The cruise can wait. Give Ralphie more games.
I couldn't agree more. If SNY isn't comfortable using Ralph on more games, why not find something else for Kiner to do?
In the movie Dodgeball which came out a few years back, the games of the fictional tournament were being televised on "ESPN 8, the Ocho" -- the joke being, of course, that someday there will be so many channels of ESPN programming that they will resort to televising dubious events in order to fill out their schedule. Me and a friend of mine have nicknamed SNY "the Ocho" for all of the just plain crap they show when there is no Mets game on.
I have an idea for a relative low-cost show that would actually entice me to tune in, unlike Canadian football and beach volleyball games. Why not team up Ralph with a competent interviewer and let him share the hundreds of great stories he has? Ralph is a link to such wonderful baseball history going back to the 1940s. Ralph was a celebrity when being one actually required being great at something. Although tragically handicapped by never having an internet sex video released, he is infinitely more interesting than the lost souls who command our attentions today. He lived a great life, and the stories he could share about it are perishable treasures that can be preserved or simply allowed to fade away. You can never get back all of the classic Kiner's Korners that were senselessly destroyed. What a great chance to preserve some of the great stories and give Mets fans a little more of someone who they love at the expense of some softball or fishing show that no one watches, anyway.

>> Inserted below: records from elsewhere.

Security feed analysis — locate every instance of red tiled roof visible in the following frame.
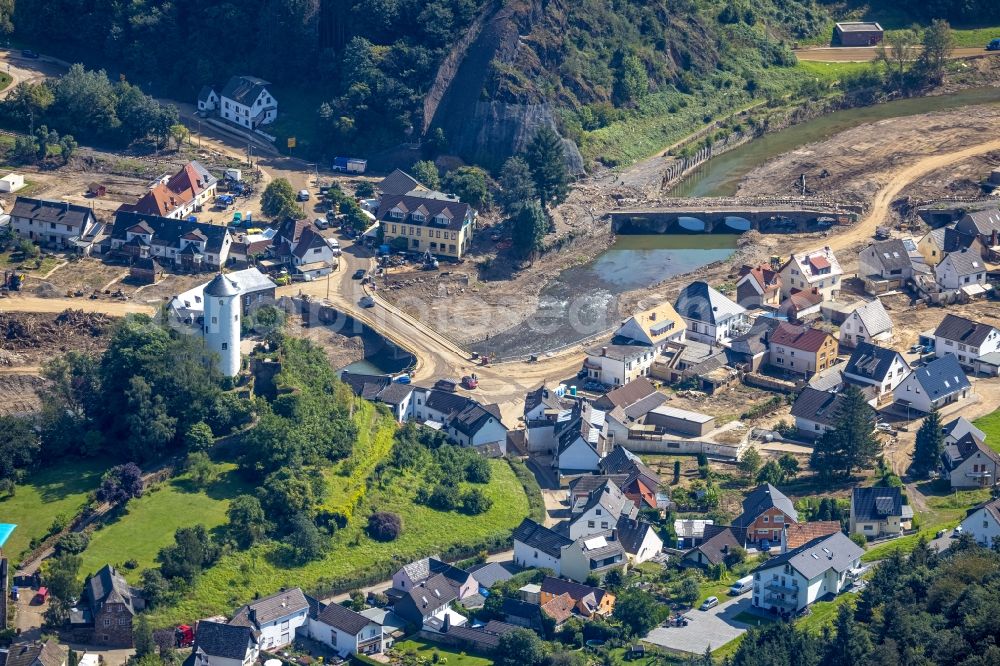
[770,322,830,353]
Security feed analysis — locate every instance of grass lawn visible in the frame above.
[0,460,108,562]
[973,410,1000,453]
[81,463,253,583]
[151,454,528,627]
[393,638,493,666]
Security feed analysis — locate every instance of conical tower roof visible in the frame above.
[205,273,240,296]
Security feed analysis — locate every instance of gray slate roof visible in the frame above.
[674,280,746,324]
[913,354,971,400]
[195,620,253,661]
[851,487,903,521]
[844,342,905,383]
[514,518,573,557]
[733,483,799,527]
[319,604,371,636]
[9,197,94,230]
[755,528,864,580]
[934,314,995,347]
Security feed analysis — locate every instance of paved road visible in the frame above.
[795,46,1000,62]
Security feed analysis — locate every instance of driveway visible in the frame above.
[643,594,752,655]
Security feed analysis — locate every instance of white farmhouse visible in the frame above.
[934,314,1000,375]
[840,298,892,347]
[751,532,865,614]
[229,587,309,650]
[674,280,749,344]
[778,247,844,301]
[221,76,278,129]
[961,498,1000,548]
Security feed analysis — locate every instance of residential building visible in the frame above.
[552,402,611,474]
[781,520,841,553]
[539,576,615,617]
[674,281,749,344]
[229,587,309,650]
[375,192,476,259]
[959,498,1000,548]
[736,264,781,309]
[941,432,1000,490]
[751,532,864,615]
[955,207,1000,249]
[219,75,278,130]
[858,238,913,284]
[893,354,972,413]
[840,298,892,347]
[69,564,146,647]
[792,386,843,439]
[617,515,663,564]
[118,162,218,220]
[681,525,746,568]
[0,640,67,666]
[192,620,260,666]
[917,224,986,268]
[733,483,799,550]
[583,303,687,386]
[513,518,573,576]
[10,197,101,254]
[110,210,233,271]
[844,342,910,401]
[849,487,913,539]
[557,480,639,541]
[559,530,628,583]
[309,603,382,659]
[934,250,989,296]
[767,322,837,379]
[934,314,1000,375]
[778,247,844,301]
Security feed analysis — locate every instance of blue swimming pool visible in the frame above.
[0,523,17,548]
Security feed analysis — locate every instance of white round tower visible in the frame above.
[202,273,240,377]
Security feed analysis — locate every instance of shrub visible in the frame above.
[368,511,403,541]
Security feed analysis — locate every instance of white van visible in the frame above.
[729,576,753,597]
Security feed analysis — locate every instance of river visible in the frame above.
[486,88,1000,358]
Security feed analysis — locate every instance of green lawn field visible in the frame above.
[0,460,108,562]
[81,463,252,583]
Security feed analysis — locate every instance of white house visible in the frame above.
[844,342,910,400]
[961,498,1000,548]
[840,298,892,347]
[751,532,865,615]
[934,250,989,296]
[893,355,972,413]
[934,314,1000,375]
[674,281,749,344]
[229,587,309,650]
[513,518,573,576]
[10,197,99,248]
[309,603,382,658]
[193,620,260,666]
[778,247,844,301]
[219,76,278,129]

One thing I have wondered in my life is what I would say if I was lucky enough to meet someone famous who has enriched my life. I have no doubt whatsoever what I would say if I was treated to some time with Ralph. I would simply thank him for nourishing my love of baseball over the years, then shut my stupid trap and listen to as many stories as he was willing to share with me. It wouldn't matter in the least if many of them were familiar from decades of listening to him. It's all good.